What is a conservation area?
Conservation areas are 'areas of special architectural or historical interest the character or appearance of which it is desirable to preserve or enhance'. With in the Yorkshire Dales National Park they are designated by the Yorkshire Dales National Park Authority and are designed to protect buildings and landscape features, including trees, which contribute to the special character of the area.
At present the National Park Authority has a rolling programme of designating new conservation areas, usually based on villages, however a number of large rural conservation areas have also been designated. It is important that you contact us before assuming that you are not in a conservation area and we will be able to give you details about any new designations.
You can find out more on Conservation areas.
Special protection of trees in conservation areas
Trees in conservation areas that are already protected by a tree preservation order (TPO) are subject to the normal TPO controls.
Anyone proposing to cut down or carry out work on a tree over 75mm (or 100mm if the works are to improve the growth of other trees) in diameter measured at 1.5m above ground level in a conservation area is required to give the National Park Authority six weeks prior notice.
This allows the National Park Authority to consider whether a TPO should be made in respect of the tree. To undertake work to a tree in a conservation area without going through the proper procedure will constitute an offence in the same way as a tree protected by a TPO.
When tree work in a conservation area is being planned, the National Park Authority must be notified. Anyone can notify to undertake work to trees in conservation areas whether they have a legal interest in the land or not. We may ask about the notifier's legal interest in the trees but we are not responsible for the actions of the applicant who carries out work which he is not legally entitled to do, even though he does so in accordance with the notification procedure.
We keep a register of all notifications and this is available to the public during office hours at Colvend, Grassington.
Dead or dangerous trees
If a tree is dead or dangerous (DD rule) then you only need to give the Authority five days notice (except in an emergency) that you intend to carry out the works to the tree. You must, however, provide evidence that this is the case, for example, in the form of relevant photographs or a report by a qualified and experienced arboriculturalist. The onus is on you to prove that the tree is dead or dangerous and if you cannot do so, a court may find you guilty of an offence. If you are unsure of the exemptions please contact our Trees and Woodlands team.

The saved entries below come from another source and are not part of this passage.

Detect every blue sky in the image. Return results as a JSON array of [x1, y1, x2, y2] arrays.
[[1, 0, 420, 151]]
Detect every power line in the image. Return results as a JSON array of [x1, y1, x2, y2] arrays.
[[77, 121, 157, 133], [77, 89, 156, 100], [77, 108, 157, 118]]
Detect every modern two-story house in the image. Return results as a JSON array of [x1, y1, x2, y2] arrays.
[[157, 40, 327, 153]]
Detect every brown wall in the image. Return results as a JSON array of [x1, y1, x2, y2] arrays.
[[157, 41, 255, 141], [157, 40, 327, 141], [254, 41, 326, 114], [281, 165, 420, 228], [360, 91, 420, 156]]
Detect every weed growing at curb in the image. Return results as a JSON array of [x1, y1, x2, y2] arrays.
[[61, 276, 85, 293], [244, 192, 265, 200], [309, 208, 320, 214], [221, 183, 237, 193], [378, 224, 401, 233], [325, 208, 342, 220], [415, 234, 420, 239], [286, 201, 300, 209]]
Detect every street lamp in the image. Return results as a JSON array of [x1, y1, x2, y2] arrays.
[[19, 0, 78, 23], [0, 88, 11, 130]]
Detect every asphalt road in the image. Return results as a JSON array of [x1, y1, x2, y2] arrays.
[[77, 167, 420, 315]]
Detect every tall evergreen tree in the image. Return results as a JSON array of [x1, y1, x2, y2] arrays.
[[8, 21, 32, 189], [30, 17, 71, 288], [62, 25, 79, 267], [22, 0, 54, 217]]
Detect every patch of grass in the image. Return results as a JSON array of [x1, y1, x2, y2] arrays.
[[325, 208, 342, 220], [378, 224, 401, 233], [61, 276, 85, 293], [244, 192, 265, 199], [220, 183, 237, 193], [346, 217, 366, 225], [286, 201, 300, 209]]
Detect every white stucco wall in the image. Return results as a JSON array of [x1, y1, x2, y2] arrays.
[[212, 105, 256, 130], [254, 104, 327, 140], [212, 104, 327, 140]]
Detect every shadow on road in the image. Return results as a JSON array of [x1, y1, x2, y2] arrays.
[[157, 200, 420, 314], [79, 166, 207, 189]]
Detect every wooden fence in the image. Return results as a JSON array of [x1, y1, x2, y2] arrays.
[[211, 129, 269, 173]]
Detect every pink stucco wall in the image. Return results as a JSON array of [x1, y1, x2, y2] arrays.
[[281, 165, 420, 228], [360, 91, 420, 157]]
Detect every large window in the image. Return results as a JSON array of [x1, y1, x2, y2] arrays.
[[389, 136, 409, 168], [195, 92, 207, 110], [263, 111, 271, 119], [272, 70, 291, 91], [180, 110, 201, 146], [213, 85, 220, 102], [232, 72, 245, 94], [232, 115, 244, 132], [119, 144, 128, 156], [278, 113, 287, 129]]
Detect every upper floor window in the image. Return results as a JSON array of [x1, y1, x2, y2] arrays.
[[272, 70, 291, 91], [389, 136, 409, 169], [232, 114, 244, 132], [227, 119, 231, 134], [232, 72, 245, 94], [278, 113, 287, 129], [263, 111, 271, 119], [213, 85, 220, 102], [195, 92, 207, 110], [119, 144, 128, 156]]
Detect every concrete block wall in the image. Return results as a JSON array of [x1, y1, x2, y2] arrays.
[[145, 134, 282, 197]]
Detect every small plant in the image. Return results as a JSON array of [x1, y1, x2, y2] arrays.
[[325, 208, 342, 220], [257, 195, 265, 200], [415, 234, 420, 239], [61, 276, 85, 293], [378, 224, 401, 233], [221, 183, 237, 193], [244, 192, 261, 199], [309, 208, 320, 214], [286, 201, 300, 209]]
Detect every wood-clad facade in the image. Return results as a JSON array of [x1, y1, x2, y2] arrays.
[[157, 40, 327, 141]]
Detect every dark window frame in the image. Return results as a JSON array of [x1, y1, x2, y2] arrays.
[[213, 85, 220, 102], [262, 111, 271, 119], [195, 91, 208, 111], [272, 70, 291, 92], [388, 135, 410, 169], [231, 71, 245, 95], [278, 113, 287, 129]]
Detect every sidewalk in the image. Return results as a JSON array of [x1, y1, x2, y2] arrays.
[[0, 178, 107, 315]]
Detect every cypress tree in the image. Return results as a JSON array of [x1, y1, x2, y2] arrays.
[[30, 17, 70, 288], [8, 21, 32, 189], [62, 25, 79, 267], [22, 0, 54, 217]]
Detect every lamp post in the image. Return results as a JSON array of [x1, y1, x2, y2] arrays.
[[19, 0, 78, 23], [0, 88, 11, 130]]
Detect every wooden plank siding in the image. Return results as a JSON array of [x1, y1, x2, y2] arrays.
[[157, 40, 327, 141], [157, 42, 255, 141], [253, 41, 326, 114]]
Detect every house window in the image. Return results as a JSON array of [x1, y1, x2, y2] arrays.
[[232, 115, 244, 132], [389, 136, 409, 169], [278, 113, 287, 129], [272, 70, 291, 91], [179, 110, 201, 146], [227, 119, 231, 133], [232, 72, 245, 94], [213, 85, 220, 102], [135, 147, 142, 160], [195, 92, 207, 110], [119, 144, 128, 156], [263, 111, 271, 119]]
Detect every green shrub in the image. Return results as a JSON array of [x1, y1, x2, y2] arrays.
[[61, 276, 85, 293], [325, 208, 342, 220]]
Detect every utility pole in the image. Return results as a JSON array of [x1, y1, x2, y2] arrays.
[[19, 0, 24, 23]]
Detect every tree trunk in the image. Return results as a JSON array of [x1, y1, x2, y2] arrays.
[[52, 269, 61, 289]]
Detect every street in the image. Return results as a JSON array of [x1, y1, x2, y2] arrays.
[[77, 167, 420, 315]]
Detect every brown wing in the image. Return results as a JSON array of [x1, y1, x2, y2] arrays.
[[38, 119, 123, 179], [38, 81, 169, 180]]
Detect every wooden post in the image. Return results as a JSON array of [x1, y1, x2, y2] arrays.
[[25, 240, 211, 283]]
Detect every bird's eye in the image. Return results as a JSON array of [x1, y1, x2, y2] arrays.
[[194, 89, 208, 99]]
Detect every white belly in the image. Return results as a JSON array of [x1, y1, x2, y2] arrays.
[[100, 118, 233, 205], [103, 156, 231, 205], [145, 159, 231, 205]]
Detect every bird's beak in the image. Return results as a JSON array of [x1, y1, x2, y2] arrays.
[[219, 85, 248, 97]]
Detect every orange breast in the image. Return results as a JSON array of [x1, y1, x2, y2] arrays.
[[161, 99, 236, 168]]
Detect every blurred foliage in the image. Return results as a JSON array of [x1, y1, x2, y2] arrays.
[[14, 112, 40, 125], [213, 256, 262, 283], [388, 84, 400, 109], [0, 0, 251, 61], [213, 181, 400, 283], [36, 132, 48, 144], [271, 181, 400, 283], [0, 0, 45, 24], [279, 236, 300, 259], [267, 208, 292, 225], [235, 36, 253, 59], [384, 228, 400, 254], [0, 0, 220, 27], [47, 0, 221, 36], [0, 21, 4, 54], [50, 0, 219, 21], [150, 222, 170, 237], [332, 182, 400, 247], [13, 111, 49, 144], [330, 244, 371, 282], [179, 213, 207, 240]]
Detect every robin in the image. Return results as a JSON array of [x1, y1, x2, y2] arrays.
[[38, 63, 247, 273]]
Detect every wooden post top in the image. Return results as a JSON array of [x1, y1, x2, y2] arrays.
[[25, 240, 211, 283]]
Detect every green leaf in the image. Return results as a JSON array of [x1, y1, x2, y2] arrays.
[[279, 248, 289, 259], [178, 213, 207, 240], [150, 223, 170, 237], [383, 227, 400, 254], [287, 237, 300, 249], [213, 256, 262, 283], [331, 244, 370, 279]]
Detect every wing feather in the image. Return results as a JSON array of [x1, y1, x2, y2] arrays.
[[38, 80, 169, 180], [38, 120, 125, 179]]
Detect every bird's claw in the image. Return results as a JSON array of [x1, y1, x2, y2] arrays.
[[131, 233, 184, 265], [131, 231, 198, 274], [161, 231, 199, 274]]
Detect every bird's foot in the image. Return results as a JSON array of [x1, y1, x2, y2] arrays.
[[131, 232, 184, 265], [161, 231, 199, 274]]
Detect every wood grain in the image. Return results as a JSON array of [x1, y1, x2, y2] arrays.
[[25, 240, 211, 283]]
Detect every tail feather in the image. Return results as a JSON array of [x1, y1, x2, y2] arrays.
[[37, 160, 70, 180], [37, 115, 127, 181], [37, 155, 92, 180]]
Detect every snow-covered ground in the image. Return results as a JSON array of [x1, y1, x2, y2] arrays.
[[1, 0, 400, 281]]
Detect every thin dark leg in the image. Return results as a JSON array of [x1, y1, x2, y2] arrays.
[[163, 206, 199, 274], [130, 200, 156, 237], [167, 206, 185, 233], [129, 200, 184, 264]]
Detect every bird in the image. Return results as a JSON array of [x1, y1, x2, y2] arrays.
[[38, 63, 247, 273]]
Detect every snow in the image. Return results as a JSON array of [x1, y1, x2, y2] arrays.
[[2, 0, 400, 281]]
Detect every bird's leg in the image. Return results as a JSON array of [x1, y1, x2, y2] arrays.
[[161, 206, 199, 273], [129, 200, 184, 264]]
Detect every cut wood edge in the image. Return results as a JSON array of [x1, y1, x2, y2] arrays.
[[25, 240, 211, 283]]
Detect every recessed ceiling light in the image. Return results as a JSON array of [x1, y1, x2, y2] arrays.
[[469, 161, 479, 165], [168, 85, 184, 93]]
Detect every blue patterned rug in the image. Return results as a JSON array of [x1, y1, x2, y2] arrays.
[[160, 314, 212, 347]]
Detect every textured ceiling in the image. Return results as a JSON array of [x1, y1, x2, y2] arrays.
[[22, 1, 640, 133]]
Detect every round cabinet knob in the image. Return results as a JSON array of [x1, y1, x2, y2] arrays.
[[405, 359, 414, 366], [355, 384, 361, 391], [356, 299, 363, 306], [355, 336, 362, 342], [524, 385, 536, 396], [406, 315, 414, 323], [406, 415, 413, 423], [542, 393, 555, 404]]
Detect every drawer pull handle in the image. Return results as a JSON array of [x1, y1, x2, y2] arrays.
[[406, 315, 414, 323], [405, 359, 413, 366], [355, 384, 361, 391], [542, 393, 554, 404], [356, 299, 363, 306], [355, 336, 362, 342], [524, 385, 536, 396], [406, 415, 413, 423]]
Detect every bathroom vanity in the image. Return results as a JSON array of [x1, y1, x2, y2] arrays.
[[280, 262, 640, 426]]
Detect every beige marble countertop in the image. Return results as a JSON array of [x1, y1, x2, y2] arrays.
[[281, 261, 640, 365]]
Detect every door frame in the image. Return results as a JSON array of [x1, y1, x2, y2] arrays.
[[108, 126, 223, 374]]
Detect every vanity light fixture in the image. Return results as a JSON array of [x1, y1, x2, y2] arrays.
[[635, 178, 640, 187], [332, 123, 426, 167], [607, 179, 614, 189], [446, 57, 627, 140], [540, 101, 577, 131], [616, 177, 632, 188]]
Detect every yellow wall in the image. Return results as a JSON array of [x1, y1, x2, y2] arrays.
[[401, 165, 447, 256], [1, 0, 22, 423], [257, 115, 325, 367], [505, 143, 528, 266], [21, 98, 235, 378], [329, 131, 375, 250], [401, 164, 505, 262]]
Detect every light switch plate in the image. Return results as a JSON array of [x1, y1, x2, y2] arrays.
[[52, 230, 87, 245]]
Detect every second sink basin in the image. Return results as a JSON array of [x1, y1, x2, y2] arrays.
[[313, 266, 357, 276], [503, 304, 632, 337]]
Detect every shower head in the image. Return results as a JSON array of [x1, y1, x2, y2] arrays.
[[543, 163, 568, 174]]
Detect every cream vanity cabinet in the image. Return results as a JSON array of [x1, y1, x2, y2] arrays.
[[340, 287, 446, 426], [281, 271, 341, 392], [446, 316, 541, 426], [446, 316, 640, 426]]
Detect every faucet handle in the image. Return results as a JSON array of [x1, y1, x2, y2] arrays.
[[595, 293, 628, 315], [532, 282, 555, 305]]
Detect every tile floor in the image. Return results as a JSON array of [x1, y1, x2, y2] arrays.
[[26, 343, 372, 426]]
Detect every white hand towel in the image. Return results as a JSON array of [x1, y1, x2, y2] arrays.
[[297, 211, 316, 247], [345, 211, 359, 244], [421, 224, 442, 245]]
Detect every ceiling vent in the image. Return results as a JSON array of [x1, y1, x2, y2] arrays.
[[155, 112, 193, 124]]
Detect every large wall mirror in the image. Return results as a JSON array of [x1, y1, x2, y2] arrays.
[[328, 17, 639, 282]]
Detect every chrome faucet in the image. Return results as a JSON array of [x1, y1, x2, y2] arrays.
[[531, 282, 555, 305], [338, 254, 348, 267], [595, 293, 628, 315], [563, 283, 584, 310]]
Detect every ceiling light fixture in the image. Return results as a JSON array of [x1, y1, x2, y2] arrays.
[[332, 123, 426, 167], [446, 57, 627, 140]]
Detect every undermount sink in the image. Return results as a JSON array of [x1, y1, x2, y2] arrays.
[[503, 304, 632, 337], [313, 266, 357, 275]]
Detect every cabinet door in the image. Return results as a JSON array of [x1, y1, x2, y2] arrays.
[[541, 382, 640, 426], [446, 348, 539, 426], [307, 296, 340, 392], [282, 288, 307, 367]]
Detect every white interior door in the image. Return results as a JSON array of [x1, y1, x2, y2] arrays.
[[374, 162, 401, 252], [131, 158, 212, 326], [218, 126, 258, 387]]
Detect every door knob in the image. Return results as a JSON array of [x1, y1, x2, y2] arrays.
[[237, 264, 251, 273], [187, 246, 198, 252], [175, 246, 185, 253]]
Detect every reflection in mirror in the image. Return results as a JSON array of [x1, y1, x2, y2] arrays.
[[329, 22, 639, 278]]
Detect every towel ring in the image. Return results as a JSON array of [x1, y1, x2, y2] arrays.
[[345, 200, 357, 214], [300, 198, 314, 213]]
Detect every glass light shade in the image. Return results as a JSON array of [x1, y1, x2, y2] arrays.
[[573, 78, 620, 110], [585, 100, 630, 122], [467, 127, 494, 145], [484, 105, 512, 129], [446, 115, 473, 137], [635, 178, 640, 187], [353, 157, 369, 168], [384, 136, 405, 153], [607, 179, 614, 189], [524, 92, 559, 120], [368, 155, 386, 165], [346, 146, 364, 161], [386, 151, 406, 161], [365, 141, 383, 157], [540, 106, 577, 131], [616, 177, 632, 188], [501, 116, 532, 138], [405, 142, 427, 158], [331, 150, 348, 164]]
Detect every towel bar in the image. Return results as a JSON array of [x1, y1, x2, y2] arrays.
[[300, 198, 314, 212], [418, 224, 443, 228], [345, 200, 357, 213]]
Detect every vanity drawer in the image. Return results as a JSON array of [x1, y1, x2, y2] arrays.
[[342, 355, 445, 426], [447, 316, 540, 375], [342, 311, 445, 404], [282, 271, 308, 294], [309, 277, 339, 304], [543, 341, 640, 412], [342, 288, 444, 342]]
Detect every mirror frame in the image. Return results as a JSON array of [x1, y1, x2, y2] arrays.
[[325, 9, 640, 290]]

If the total amount of timber that you wish to cut down contains more than five cubic metres of wood (as long as no more than two cubic metres of any exempt amount are sold) in any calendar quarter, then you will require a felling licence from the Forestry Commission. If a licence is required, the Forestry Commission will deal with you application in consultation with the National Park Authority.
Telling us about proposed work in a conservation area
When you notify the Authority about proposed work to trees in a conservation area you will need to:
- Complete the relevant form provided by the Yorkshire Dales National Park Authority in a clear way
- Provide an arboricultural consultant's report if requested to support the application.
How we can help with your notification
If you would like assistance before your notification we will:
- Provide clear instructions, a notification form and an explanatory leaflet from the Department of Communities and Local Government.
- Discuss your notification at pre-notification stage
- Provide a list of potential contractors to assist you in finding a contractor able to carry out the proposed work.
- If necessary, request that you provide a qualified and experienced arboricultural consultant's report.
- Inform you at the earliest opportunity if the dead or dying (DD) five day rule might apply.
What happens when we receive your application
When we receive your application we will:
- Discuss the application during notification period.
- If necessary, ask you to provide a qualified and experienced arboricultural consultant's report.
- Inform you, at the earliest opportunity if the DD five-day rule applies.
- If necessary, put up site notices.
- Consult with interested parties
- Respond when we say we will - within a mutually agreed deadline.
- Process your application within six weeks.
- Process your application efficiently and professionally.
When the decision has been made
We will send either:
- A letter that confirms that the National Park Authority has no objection to the work taking place or
- A TPO made in the interests of amenity. The proposal would then have to be the subject of a formal application under the TPO.